He argues that conservatives, when challenged to respond to the nation's racial past and current inequalities, offer only personal responsibility and discipline as solutions, trusting to the invisible hand to eventually right all wrongs. In doing so they are certainly right both morally and substantially, but such an approach can never succeed politically.
Liberals, by contrast, accept the concept of collective guilt and offer collective redemption through activism. The fact that remedial programs almost always fail to deliver promised gains and are often counter-productive is beside the point. What matters is that Liberals are seen to be taking action and that, to most Americans, is the only possible path to redemption for past wrongs.
But even that path will not lead to redemption.
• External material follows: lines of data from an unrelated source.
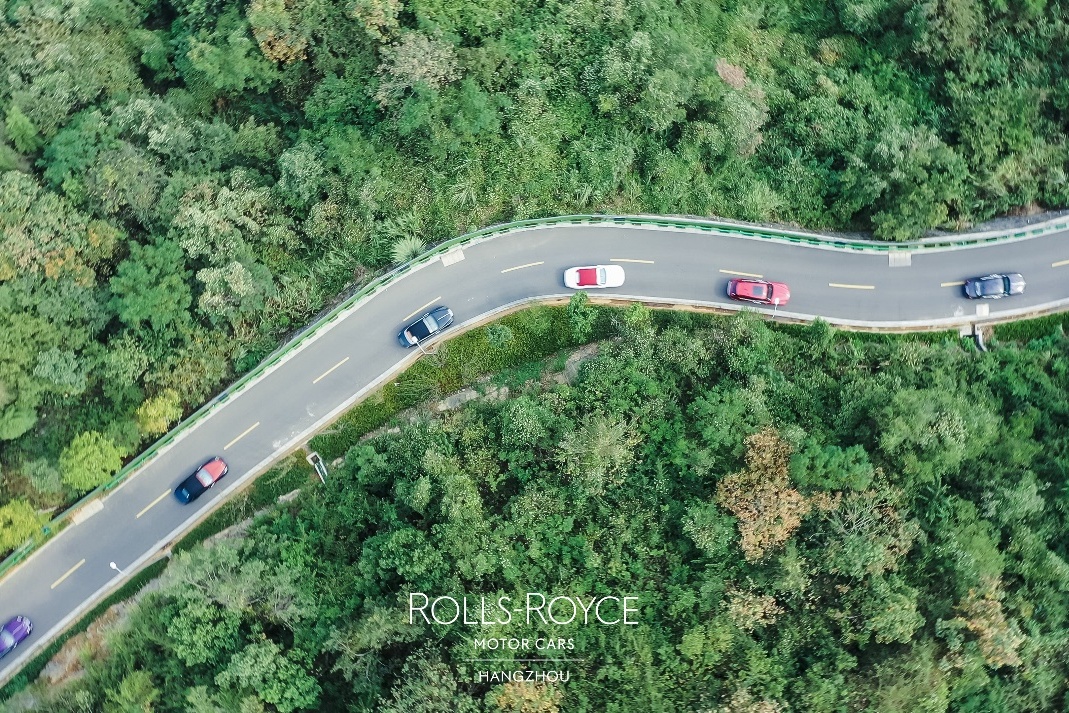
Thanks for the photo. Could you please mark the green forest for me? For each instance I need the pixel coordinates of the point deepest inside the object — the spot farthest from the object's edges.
(811, 521)
(184, 183)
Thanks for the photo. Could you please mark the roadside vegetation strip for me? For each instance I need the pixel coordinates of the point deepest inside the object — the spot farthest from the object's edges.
(665, 391)
(51, 528)
(423, 381)
(33, 668)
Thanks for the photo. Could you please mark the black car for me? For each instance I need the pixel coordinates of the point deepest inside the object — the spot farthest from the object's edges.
(205, 477)
(993, 287)
(425, 326)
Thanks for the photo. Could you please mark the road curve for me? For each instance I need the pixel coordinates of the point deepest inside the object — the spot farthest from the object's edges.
(359, 352)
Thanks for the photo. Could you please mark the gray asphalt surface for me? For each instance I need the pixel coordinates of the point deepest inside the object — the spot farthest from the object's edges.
(68, 575)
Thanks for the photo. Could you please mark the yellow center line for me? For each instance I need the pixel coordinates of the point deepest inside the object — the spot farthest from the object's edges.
(68, 573)
(851, 287)
(323, 375)
(244, 433)
(154, 502)
(530, 264)
(423, 308)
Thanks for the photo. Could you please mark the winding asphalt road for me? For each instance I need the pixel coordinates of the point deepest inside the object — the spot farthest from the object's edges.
(359, 352)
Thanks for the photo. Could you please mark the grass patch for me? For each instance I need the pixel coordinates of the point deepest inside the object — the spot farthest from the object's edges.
(288, 476)
(1027, 330)
(33, 668)
(536, 334)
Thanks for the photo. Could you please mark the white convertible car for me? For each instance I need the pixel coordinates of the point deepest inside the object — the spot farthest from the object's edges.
(594, 276)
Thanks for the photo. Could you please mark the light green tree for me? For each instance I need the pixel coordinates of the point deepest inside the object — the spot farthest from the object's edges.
(89, 461)
(20, 130)
(18, 522)
(157, 414)
(274, 675)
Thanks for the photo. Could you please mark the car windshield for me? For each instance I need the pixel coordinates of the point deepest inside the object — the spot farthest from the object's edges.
(419, 329)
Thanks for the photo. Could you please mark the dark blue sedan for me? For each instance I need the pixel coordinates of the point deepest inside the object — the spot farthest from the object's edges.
(425, 327)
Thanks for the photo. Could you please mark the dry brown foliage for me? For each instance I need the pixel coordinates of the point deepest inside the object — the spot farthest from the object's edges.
(760, 496)
(982, 614)
(527, 697)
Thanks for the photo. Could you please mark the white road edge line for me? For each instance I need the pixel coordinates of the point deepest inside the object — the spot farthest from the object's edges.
(438, 298)
(530, 264)
(324, 374)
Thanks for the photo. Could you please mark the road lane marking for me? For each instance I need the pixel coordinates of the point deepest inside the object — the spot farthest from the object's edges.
(422, 308)
(151, 505)
(68, 573)
(244, 433)
(530, 264)
(323, 375)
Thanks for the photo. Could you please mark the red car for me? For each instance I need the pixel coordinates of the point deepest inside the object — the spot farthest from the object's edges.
(761, 292)
(207, 475)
American minorities, especially Blacks, are so strongly wedded to grievance narratives that is will never be possible for them collectively to forgive White Americans for past sins. So ultimately the racial divide will never be healed and Republicans will never be able to make significant inroads into Black minority voting blocs.
In conclusion he writes:
The appeal of conservatism is the mutuality it asserts between individual and political freedom, its beautiful idea of a free man in a free society. And it offers minorities the one thing they can never get from liberalism: human rather than racial dignity. I always secretly loved Malcolm X more than Martin Luther King Jr. because Malcolm wanted a fuller human dignity for blacks -- one independent of white moral wrestling. In a liberalism that wants to redeem the nation of its past, minorities can only be ciphers in white struggles of conscience.
Liberalism's glamour follows from its promise of a new American innocence. But the appeal of conservatism is relief from this supercilious idea. Innocence is not possible for America. This nation did what it did. And conservatism's appeal is that it does not bank on the recovery of lost innocence. It seeks the discipline of ordinary people rather than the virtuousness of extraordinary people. The challenge for conservatives today is simply self-acceptance, and even a little pride in the way we flail away at problems with an invisible hand.
Read the whole thing here.
But history suggests otherwise. Republicans have been electorally successful for most of the past quarter century and Dubya's compassionate conservatism did make significant, if temporary, inroads into minority voting blocs. Obama's election certainly did, as Steele asserts, depend to a great extent on the promise of redemption for white guilt, but when that redemption fails to materialize, the cheap moralism on which that guilt is premised will be significantly diminished, and with it the popular appeal of liberal group-think. Perhaps in the future Republicans will never be able to successfully appeal to a significant number of Black voters, but that does not mean that Republicans will not be electorally successful otherwise.
At least I hope that's the case. We need a strong two party system.